Eventually, society succeeded in pushing her into what she was expected to become, becoming aware that she is changing, and that being a girl is something that you can’t escape. There are things that people expect from a girl and she just cannot eschew them just because she wants to. Things are expected of her and to do otherwise would be considered an aberration. Can she escape the life that has been patterned for her by society? Is there more to life other than what sex we are born with? There is a message here about gender relations that every reader can take away without Munro coming off as preachy. She’s telling it like it is, like how it would happen in the real world (maybe it did happen in the real world, Munro herself grew up as the daughter of a fox farmer) and asking the reader if such things are right, if such things are just. Munro’s protagonist is a girl and is being dismissed by the boys in her family which did not make Munro’s protagonist indignant but instead resigned, crying in the face of her family’s dismissal.

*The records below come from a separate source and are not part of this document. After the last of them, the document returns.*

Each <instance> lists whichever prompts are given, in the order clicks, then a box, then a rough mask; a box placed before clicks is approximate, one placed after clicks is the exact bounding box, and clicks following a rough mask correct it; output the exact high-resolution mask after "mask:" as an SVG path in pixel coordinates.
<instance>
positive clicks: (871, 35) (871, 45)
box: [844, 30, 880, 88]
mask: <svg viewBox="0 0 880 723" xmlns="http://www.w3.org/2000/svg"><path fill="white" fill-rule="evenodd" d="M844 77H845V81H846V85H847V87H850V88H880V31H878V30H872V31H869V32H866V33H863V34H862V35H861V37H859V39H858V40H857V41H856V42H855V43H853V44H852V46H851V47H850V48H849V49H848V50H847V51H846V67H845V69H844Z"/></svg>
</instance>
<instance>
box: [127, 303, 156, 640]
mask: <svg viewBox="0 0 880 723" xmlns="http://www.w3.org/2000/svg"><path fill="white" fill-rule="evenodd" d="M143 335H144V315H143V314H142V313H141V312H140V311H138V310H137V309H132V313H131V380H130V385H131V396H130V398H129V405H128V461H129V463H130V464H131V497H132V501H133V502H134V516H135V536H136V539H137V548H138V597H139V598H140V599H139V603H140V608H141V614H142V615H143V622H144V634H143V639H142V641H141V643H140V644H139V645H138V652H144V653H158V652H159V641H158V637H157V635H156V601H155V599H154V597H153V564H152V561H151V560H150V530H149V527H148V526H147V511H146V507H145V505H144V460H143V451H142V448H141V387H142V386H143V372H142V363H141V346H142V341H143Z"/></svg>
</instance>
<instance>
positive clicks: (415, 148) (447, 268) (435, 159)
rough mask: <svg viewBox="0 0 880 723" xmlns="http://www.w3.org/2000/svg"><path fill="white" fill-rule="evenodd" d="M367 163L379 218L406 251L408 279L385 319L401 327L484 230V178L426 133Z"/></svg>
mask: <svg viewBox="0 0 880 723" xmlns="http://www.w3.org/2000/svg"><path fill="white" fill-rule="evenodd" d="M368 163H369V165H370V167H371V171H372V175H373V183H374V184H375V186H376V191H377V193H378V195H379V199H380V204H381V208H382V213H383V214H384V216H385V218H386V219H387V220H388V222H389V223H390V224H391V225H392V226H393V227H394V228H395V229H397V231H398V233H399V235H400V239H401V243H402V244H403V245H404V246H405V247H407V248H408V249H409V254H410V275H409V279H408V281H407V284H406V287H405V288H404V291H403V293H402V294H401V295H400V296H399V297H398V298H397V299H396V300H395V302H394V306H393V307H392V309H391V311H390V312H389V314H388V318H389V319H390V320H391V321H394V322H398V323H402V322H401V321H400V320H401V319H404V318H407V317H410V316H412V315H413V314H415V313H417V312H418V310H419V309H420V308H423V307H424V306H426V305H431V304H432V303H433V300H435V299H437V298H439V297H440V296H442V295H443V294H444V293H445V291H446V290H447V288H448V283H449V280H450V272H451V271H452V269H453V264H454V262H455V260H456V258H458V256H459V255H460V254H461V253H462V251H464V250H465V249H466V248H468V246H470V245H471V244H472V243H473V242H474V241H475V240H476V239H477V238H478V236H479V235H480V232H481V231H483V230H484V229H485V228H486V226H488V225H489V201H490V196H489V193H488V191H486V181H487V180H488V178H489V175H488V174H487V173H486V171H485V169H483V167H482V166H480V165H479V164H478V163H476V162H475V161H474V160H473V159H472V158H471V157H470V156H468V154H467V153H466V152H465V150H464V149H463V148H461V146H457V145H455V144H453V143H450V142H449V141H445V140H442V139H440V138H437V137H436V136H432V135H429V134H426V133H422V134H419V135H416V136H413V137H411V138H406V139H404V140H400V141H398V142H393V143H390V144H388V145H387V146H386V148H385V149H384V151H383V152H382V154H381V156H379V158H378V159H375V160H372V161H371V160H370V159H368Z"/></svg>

Everybody at the table was looking at me. I nodded, swallowing food with great difficulty. To my shame, tears flooded my eyes.
My father made a curt sound of disgust. “What did you do that for?”
I didn’t answer. I put down my fork and waited to be sent from the table, still not looking up.
But this did not happen. For some time nobody said anything, then Laird said matter-of-factly, “She’s crying.”
“Never mind,” my father said. He spoke with resignation, even good humor the words which absolved and dismissed me for good. “She’s only a girl,” he said
I didn’t protest that, even in my heart. Maybe it was true.

Is there something wrong with this? Father looking with disgust, brother being dismissive, mother silent, daughter ashamed. There must be or else Munro wasted all that craft for nothing.